Jeri Oka, the project’s senior designer, describes visiting Namba Parks as being in a park rather than on a roof garden. There are more than 300 species of vegetation that people can read about as they walk around.
“We wanted to create an educational aspect but in an experiential way,” she says.
Shinrin-yoku (literally, “forest bathing”) is a Japanese concept that refers to the practice of immersing oneself in forests as a form of therapy or healing.
Understanding how to bring the benefits reaped from being in nature to urban environments, that are characterized by vast expanses of concrete and tight living spaces, is becoming a priority for urban planners.
“We need urban forests for biodiversity conservation, for education and enhancing our creativity, and a range of other health benefits,” says Cecil Konijnendijk, a professor of urban forestry at the University of British Columbia and director of the Nature Based Solutions Institute.

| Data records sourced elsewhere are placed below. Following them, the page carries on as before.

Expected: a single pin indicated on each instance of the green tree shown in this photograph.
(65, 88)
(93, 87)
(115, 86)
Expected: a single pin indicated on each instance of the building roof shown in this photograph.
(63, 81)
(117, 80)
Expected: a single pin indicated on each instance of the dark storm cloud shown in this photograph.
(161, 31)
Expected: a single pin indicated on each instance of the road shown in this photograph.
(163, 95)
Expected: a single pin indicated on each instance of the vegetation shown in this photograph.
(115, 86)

Research demonstrates that people are mentally, physically and socially healthier when they live in greener environments, Konijnendijk says. “The current COVID-19 pandemic has once again shown how important our local green spaces are as a way to relax and escape stress.”

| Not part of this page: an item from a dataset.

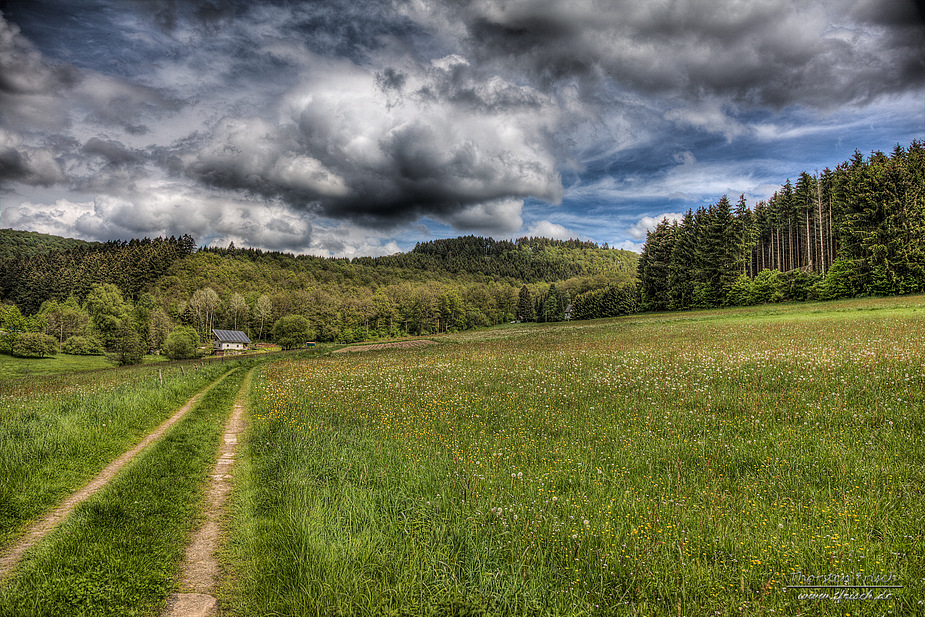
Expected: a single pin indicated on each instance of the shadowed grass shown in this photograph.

As an expert in urban forestry who has advised national and local governments in 30 or so countries, Konijnendijk believes successful urban greening projects are often dependent on government policies that determine the planning and management of public spaces.

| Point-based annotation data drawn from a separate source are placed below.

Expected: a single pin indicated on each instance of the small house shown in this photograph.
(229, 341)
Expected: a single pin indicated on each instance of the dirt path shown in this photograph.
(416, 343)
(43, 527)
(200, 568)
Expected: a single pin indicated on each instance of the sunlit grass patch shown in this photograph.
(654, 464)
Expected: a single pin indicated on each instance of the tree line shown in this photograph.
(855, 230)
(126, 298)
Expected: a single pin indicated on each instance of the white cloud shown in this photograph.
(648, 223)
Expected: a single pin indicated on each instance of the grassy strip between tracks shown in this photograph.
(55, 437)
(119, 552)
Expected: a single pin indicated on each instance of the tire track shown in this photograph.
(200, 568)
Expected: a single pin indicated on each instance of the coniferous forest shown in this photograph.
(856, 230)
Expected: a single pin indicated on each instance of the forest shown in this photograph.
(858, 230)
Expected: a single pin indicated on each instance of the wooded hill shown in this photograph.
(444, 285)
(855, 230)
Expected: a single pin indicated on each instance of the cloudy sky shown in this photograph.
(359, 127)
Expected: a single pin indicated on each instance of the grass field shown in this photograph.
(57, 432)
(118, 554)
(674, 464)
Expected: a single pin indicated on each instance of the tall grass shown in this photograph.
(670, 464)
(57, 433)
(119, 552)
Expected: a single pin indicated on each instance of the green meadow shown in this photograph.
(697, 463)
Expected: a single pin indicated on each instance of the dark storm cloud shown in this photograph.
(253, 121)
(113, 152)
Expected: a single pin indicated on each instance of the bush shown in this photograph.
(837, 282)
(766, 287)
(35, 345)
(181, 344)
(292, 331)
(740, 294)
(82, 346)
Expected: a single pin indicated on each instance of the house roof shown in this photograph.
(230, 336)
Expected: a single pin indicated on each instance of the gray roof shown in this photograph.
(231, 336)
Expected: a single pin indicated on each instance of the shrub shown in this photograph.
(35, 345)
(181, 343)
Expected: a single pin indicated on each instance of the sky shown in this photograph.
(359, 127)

In April 2001, the Tokyo Metropolitan Government established greenery standards for the rooftops and areas surrounding the construction or renovation of building sites that are larger than 1,000 square meters (250 square meters for public facilities). This means that developers now have to complete and submit a greenery plan as part of the planning permission process.
“We’re developing a green plan on the premise that greenery has multiple functions, such as improving the urban environment, mitigating the heat island effect, providing habitats for living things, as well as facilitating disaster prevention,” says Kazuhiko Aoyama, director for greenery policy planning and coordination at the Natural Environment Division of the Tokyo Metropolitan Government.
On a national scale, the Environment Ministry has also recognized the need for urban greening and approved a 2018 climate change adaptation plan that includes measures such as promoting urban green spaces to tackle the heat island effect, says Toshio Torii, director-general of the Nature Conservation Bureau.
Furthermore, Torii believes that Prime Minister Yoshihide Suga’s recent commitment to carbon neutrality by 2050 will bring a shift in environmental policy and help raise awareness about the need for urban green spaces as part of broader measures to lower emissions by absorbing carbon dioxide.
“Urban green spaces have a variety of important functions such as providing a comfortable living environment, children’s emotional education, evacuation sites in the event of a disaster, biodiversity conservation and the mitigation of the heat island effect,” Torii says.
Aside from their tangible benefits, urban forests can be transformative, stimulating people to reflect on the value of nature even in the heart of a city.
“Once we create a new perspective of how our habitat should be and how our cities can become,” Afforestt’s Sharma says, “a lot of change will start to happen.”